Why? Tests that depend on anything outside of them will inevitably break as more tests are added. Other developers will assume there is no shared context between tests; don’t violate that assumption!
Tests should not have side effects. This includes changes to global objects (prefer mock versions that are restored between tests) and changes to variables that are shared between tests.

Tests support building software, never hinder it

In order to prioritize the user over ourselves, you should only write as many tests as you need to ensure quality and a lack of regressions over time.
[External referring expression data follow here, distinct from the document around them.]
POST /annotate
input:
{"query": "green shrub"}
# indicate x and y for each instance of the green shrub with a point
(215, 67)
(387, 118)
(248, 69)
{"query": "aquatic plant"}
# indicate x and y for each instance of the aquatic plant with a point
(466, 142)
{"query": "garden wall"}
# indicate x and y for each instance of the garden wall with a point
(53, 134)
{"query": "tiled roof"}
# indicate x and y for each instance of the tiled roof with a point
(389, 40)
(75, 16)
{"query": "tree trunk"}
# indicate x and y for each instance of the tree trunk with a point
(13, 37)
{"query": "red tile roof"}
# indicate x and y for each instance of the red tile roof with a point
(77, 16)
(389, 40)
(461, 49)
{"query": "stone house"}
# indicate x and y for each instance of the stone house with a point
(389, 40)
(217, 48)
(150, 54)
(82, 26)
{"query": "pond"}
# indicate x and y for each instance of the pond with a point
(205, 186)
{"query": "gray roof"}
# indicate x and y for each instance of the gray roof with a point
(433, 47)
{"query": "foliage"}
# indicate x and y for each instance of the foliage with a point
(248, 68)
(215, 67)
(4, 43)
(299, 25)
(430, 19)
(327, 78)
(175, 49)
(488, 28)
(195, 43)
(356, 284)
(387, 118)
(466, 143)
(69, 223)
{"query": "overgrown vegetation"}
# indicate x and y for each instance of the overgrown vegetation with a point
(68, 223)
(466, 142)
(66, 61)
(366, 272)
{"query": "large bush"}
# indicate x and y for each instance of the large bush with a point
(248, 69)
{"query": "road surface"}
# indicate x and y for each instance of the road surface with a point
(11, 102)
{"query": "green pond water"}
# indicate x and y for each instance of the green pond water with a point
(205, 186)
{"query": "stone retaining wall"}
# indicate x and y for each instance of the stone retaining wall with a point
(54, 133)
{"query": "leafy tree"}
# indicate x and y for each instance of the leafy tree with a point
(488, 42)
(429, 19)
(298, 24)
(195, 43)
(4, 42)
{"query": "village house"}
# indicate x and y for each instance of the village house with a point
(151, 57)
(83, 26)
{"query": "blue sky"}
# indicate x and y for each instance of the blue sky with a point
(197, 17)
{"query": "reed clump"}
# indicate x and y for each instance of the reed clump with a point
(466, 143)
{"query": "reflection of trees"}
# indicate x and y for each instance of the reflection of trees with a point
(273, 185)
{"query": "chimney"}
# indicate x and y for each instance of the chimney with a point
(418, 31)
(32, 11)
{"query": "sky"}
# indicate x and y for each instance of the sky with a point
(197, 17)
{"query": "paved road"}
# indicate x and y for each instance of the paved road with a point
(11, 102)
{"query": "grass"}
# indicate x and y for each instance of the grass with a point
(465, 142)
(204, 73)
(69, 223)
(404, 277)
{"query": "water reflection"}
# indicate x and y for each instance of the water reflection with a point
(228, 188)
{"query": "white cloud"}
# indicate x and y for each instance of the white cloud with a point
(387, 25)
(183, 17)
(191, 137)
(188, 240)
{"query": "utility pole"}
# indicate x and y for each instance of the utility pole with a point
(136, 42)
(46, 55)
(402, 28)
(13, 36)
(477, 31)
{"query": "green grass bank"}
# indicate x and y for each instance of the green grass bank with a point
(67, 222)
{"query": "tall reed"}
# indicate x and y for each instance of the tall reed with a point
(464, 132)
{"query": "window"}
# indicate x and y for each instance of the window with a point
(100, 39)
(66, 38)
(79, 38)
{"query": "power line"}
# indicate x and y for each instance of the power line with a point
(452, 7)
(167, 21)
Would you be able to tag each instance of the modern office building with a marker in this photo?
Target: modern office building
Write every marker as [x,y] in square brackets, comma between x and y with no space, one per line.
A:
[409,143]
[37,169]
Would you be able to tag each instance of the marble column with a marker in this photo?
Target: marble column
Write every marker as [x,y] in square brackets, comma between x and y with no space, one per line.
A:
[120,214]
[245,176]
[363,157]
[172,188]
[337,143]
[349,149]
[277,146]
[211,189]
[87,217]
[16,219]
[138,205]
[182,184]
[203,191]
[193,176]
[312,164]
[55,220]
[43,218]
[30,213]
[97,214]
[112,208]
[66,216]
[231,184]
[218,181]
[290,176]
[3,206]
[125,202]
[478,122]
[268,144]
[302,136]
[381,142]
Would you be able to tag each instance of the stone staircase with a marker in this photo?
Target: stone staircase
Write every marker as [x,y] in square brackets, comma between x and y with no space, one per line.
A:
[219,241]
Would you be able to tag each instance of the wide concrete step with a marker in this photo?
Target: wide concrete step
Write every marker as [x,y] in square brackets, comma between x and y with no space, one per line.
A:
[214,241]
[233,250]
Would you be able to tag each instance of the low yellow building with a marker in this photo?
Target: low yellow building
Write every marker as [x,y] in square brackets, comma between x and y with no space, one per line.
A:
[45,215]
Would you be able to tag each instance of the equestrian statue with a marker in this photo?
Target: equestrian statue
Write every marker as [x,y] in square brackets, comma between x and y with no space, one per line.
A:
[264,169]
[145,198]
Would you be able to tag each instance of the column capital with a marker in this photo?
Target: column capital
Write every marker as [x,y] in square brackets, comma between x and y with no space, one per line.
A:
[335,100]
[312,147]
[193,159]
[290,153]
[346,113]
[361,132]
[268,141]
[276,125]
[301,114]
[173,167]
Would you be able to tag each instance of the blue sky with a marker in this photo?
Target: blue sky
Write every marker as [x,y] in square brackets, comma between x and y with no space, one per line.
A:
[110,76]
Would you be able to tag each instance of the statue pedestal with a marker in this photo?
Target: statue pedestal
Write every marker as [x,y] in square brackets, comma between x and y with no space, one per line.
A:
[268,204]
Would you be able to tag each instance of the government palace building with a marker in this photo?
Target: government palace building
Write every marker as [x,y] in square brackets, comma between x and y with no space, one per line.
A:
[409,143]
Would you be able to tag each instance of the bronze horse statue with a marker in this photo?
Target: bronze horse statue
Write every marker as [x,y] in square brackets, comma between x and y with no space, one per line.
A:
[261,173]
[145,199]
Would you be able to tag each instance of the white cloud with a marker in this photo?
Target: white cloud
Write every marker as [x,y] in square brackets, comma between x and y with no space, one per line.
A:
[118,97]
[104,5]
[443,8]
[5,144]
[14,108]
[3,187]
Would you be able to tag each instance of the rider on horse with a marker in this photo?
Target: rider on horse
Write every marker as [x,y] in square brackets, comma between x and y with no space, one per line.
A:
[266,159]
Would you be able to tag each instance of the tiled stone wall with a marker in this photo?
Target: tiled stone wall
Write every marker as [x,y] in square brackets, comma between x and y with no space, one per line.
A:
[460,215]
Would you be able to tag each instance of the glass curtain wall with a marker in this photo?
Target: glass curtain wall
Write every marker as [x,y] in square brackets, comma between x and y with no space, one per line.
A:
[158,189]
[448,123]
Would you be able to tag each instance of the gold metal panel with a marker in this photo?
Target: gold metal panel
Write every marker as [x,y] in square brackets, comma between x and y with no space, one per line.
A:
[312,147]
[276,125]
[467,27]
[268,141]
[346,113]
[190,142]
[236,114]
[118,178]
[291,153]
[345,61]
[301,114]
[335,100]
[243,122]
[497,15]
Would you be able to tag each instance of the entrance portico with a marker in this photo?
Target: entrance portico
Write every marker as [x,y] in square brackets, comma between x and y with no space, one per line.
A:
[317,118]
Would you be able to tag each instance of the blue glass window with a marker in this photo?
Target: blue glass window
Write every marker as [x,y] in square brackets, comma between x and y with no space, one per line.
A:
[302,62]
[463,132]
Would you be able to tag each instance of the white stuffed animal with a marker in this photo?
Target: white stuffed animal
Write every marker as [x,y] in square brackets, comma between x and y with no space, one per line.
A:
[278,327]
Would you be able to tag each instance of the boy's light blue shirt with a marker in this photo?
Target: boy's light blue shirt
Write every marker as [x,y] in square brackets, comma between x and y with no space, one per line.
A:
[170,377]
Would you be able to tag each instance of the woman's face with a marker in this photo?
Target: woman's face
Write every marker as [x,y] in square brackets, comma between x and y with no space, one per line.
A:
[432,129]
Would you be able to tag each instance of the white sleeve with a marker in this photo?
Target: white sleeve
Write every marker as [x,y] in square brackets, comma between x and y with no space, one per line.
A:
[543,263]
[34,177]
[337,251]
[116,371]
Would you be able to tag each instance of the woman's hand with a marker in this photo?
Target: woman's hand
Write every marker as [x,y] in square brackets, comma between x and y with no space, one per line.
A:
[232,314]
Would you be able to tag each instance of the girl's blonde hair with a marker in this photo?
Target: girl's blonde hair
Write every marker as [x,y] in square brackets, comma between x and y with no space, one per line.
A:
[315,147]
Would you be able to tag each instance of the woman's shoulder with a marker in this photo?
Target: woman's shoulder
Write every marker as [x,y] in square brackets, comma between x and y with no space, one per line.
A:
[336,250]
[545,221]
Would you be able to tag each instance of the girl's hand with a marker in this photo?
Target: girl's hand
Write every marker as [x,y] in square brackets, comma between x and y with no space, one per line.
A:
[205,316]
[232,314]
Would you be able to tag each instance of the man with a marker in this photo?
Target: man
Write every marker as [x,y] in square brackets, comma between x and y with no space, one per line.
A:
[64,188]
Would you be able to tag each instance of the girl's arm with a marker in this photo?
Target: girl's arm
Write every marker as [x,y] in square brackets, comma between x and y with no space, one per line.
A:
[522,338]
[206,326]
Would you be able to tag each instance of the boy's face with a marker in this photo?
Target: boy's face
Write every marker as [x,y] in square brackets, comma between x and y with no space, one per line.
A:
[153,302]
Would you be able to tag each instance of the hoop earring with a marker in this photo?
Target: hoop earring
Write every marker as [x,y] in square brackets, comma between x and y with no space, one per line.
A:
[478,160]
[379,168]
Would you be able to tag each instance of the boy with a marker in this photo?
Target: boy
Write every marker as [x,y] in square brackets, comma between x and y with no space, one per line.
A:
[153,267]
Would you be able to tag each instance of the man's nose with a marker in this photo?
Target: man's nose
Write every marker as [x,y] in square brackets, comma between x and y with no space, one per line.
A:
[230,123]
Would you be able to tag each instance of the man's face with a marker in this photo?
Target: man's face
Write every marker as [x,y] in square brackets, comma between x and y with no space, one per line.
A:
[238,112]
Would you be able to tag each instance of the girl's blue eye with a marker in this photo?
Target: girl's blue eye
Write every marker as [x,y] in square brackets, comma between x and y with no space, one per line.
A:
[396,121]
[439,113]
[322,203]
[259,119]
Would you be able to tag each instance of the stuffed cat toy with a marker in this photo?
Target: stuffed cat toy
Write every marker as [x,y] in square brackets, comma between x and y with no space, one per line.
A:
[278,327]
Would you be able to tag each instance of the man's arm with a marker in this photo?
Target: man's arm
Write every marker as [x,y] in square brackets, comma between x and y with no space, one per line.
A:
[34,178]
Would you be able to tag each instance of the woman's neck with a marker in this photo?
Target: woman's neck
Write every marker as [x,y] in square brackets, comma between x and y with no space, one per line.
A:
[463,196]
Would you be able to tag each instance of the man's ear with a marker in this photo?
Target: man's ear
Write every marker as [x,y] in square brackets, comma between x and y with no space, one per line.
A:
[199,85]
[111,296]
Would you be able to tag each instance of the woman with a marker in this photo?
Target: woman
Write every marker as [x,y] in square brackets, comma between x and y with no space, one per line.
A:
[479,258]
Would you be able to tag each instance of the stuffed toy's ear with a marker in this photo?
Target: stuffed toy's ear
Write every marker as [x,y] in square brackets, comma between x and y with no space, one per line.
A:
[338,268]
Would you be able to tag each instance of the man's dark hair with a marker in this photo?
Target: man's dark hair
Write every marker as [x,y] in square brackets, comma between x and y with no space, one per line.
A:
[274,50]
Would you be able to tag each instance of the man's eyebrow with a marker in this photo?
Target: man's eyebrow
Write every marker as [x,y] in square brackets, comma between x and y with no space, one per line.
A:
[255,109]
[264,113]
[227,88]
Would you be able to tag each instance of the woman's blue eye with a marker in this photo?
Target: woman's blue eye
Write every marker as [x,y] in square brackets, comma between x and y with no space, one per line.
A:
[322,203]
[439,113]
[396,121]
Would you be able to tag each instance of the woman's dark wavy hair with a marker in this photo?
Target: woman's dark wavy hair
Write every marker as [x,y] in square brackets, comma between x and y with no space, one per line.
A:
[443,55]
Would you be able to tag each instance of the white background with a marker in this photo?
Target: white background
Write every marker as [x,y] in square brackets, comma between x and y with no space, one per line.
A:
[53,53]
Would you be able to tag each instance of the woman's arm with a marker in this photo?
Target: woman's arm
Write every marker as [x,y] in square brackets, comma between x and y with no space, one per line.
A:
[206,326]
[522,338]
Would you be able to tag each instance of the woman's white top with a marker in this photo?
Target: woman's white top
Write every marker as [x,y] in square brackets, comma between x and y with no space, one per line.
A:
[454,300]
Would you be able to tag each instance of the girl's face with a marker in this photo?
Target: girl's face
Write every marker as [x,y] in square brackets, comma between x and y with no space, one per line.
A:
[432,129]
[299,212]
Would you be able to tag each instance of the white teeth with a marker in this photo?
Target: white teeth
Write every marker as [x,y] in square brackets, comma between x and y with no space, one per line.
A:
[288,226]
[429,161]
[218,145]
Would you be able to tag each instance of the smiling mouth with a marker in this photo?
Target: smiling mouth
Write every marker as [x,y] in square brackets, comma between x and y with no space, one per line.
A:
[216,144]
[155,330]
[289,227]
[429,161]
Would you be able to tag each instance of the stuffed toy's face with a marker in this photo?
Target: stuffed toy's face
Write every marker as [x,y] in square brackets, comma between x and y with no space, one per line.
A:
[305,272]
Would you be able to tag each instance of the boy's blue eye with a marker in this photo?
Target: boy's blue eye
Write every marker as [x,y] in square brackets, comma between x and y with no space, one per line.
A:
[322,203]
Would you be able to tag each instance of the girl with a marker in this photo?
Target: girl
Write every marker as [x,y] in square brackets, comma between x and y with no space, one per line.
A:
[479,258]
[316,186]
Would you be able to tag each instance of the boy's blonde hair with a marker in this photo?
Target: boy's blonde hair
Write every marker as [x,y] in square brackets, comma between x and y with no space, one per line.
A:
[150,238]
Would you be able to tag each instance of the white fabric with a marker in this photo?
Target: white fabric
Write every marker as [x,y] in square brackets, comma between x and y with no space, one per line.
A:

Do not be dogmatic about testing; don’t seek 100% code coverage for non-mission-critical systems, don’t test trivial code, and don’t test code that you already have confidence over through other mechanisms, like the type system.

In addition to the above, tests should be as simple as possible but no simpler. They should be easy to read and maintain, and should be as cheap to add and update as possible.

Below are some specific applications of this principle:

When using fake data, attempt to use data that is as generic as possible while still representing potentially valid input. For example, if you need a fake product object for a test, use a title that could still be a sensible title for a real product, but when testing a function that operates on arbitrary strings, stand-ins like ’foo' and ’bar' will suffice.
Avoid loops, conditions, and other logic in your tests.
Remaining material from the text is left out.